Que pescaria!

                Era tempo de pesca com zagaia, uma lança feita em madeira com a ponta afiada em metal. Dois compadres do Baixo Amazonas, mais precisamente nas cercanias de Santarém, Pará, tinham resolvido pescar. As águas do lago estavam tranquilas e baixas. O tempo quieto. Lá foram os dois. Quem sabe, daria para fazer uma piracaia (farra ou piquenique feito na praia, com muita comida e bebida) no rio Tapajós. Armaram-se e matreiramente vasculharam os lagos de várzea. Vez por outra tomavam um gole da branquinha (não sei por que falam branquinha, se a cachaça é transparente?) para espantar o frio que fazia e aumentar a coragem. Remavam lenta e silenciosamente para não afugentar suas possíveis presas. Aproximaram-se de um pé de castanheira-de-macaco. Atenção: Vocês podem dizer assim. —Se eles estavam remando, como é que se aproximaram de um pé de castanheira? Esse cara está mentindo! Respondo. —Os dois estavam remando dentro de uma mata de igapó. Igapó é aquela floresta que vive constantemente dentro d’água.

                Pois sim. O enorme tronco da castanheira estava a poucos metros da canoa. A luz filtrava por entre as copas densas das árvores. Ficou claro, muito claro. Foi ai que os olhos humanos enxergaram o corpo de um enorme peixe se movimentando, oscilantemente perto deles. Arregalaram a vista, identificaram o peixe.

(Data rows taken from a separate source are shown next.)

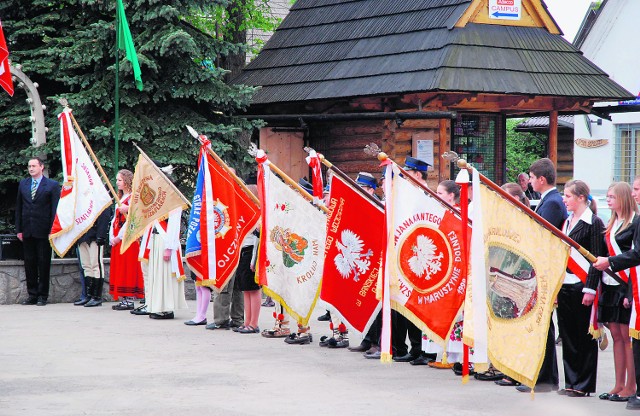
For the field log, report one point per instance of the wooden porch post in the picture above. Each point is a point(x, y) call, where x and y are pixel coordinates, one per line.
point(553, 137)
point(444, 145)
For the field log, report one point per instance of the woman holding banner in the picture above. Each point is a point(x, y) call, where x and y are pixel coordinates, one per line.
point(614, 309)
point(125, 275)
point(576, 297)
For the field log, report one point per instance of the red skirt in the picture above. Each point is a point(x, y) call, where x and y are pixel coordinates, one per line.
point(125, 275)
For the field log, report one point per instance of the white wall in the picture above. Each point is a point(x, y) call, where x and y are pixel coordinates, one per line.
point(613, 46)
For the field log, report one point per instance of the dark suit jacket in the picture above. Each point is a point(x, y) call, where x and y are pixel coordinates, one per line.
point(34, 218)
point(552, 209)
point(591, 237)
point(630, 258)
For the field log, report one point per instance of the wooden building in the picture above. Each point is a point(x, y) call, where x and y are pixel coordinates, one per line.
point(339, 74)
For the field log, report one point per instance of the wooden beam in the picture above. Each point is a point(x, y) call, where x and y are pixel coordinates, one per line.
point(553, 136)
point(444, 168)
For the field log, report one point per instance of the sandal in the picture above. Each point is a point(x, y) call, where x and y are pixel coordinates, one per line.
point(492, 374)
point(509, 382)
point(248, 330)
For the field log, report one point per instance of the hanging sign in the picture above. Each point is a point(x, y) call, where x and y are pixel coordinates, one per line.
point(505, 9)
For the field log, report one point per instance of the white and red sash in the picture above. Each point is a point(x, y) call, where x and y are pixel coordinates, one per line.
point(627, 275)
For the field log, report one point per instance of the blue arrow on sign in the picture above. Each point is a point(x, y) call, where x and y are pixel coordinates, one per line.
point(498, 14)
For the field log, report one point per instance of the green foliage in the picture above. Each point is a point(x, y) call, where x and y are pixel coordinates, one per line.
point(522, 149)
point(68, 47)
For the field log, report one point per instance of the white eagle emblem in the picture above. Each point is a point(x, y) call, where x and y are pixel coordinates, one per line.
point(425, 261)
point(351, 259)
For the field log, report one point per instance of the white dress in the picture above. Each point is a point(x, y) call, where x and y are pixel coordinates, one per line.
point(166, 278)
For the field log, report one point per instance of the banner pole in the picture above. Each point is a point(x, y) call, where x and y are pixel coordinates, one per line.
point(462, 164)
point(93, 156)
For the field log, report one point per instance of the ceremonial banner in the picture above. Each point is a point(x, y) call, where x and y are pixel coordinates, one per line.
point(222, 214)
point(427, 266)
point(293, 233)
point(353, 251)
point(125, 43)
point(153, 197)
point(524, 266)
point(85, 195)
point(5, 71)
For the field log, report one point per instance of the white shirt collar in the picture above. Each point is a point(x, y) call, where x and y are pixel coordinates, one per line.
point(542, 195)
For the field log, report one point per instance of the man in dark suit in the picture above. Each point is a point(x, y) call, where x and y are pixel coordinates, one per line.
point(35, 211)
point(542, 176)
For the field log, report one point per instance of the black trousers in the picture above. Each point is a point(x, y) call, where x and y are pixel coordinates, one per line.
point(635, 346)
point(549, 370)
point(37, 265)
point(579, 349)
point(375, 330)
point(400, 327)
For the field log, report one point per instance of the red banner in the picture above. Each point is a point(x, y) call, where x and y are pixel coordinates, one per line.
point(222, 215)
point(353, 250)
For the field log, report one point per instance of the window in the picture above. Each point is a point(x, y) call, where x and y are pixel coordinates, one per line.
point(474, 138)
point(627, 151)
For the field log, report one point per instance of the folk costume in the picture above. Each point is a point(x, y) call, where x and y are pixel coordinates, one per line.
point(166, 277)
point(610, 301)
point(630, 260)
point(125, 277)
point(90, 249)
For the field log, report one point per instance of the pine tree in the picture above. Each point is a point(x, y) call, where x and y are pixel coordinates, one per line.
point(67, 46)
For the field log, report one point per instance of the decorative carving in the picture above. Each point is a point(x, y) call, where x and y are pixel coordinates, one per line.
point(590, 143)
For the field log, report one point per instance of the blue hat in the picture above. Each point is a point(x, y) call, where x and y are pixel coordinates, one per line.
point(411, 163)
point(366, 179)
point(306, 185)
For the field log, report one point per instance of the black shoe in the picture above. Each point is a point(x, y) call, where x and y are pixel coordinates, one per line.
point(422, 360)
point(325, 317)
point(633, 403)
point(404, 358)
point(161, 315)
point(93, 302)
point(363, 347)
point(192, 323)
point(123, 306)
point(140, 310)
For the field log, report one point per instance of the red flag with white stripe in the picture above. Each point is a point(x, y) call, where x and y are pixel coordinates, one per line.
point(83, 196)
point(5, 71)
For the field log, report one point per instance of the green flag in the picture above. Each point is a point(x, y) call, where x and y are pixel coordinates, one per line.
point(125, 43)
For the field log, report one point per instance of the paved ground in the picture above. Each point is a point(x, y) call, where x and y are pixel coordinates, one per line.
point(66, 360)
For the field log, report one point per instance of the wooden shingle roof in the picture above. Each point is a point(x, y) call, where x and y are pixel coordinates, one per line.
point(326, 49)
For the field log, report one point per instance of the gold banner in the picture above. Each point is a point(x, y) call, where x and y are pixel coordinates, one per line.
point(525, 269)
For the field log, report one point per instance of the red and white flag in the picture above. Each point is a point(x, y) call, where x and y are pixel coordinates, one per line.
point(314, 162)
point(83, 196)
point(222, 214)
point(292, 244)
point(5, 71)
point(425, 259)
point(353, 252)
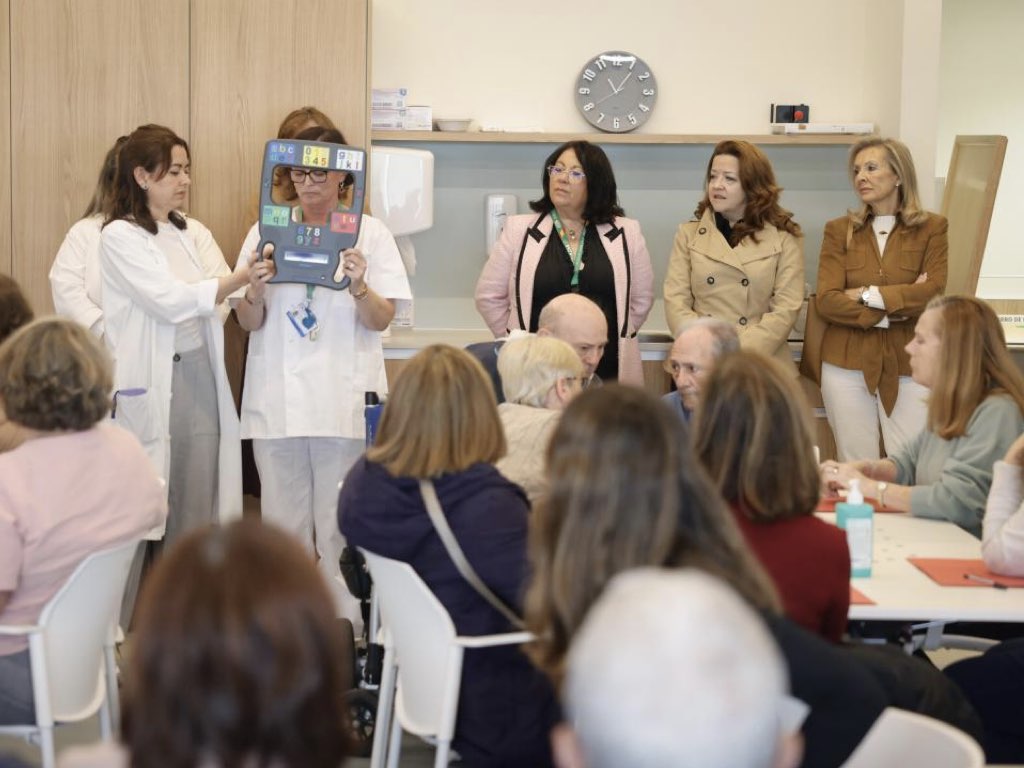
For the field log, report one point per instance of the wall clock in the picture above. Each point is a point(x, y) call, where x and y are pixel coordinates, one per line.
point(615, 91)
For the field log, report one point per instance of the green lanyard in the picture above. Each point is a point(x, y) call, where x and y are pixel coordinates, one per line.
point(577, 257)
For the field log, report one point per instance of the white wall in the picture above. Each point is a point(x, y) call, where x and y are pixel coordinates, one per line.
point(980, 92)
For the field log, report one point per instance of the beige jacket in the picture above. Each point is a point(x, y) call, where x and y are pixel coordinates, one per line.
point(757, 286)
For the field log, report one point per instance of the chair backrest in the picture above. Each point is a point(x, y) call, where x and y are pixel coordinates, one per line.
point(899, 738)
point(423, 639)
point(77, 622)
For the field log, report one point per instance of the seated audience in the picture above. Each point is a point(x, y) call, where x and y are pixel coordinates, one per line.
point(440, 424)
point(696, 677)
point(975, 412)
point(753, 434)
point(626, 492)
point(14, 312)
point(571, 317)
point(699, 345)
point(1003, 529)
point(73, 487)
point(540, 376)
point(236, 659)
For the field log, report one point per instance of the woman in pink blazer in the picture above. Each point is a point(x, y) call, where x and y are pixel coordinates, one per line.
point(579, 241)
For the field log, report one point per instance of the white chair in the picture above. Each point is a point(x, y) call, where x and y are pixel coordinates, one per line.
point(900, 738)
point(72, 648)
point(422, 662)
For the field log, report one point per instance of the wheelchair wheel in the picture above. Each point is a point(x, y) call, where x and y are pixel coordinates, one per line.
point(361, 705)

Era um imenso aruanã, parente próximo do pirarucu. Escamas grandes, prateadas, reluzindo na luz difusa. O aruanã, como outros peixes, tem o costume de guardar seus alevinos (filhotes) dentro da boca. (Este detalhe não tem nada a haver com a história). Ali estava ele, bem perto da castanheira-de macaco em busca de seus apetitosos frutos. Nadava onduladamente. Um dos compadres aprumou a zagaia. Puxou a respiração; ao mesmo tempo concentrou pensamento e energia. Lançou a arma mortífera. O outro compadre tomava conta do remo e da direção da canoa. Zuuum! A água ficou por um momento agitada. Os dois abriram a boca. Segundos depois, os músculos finalmente relaxaram. Esperaram e viram que a zagaia tinha atingido o alvo. Aguardaram um pouco mais. Devagar, o remo cortou a água, impulsionando a canoa em direção ao tronco da castanheira. Viram, então, que a zagaia estava presa no peixe. A zagaia, observaram, tinha atingido o aruanã na cabeça e no rabo, ao mesmo tempo! Como? Ao rodear o tronco da castanheira, o corpo do peixe formou círculo e aí ficou fácil para a zagaia atingir a cabeça e o rabo, simultaneamente! Que pescaria!

                Esta história foi-me contada pelo Dionísio, filho do Baixo Amazonas, mais precisamente, Santarém, Pará e um exímio contador de histórias de pescador!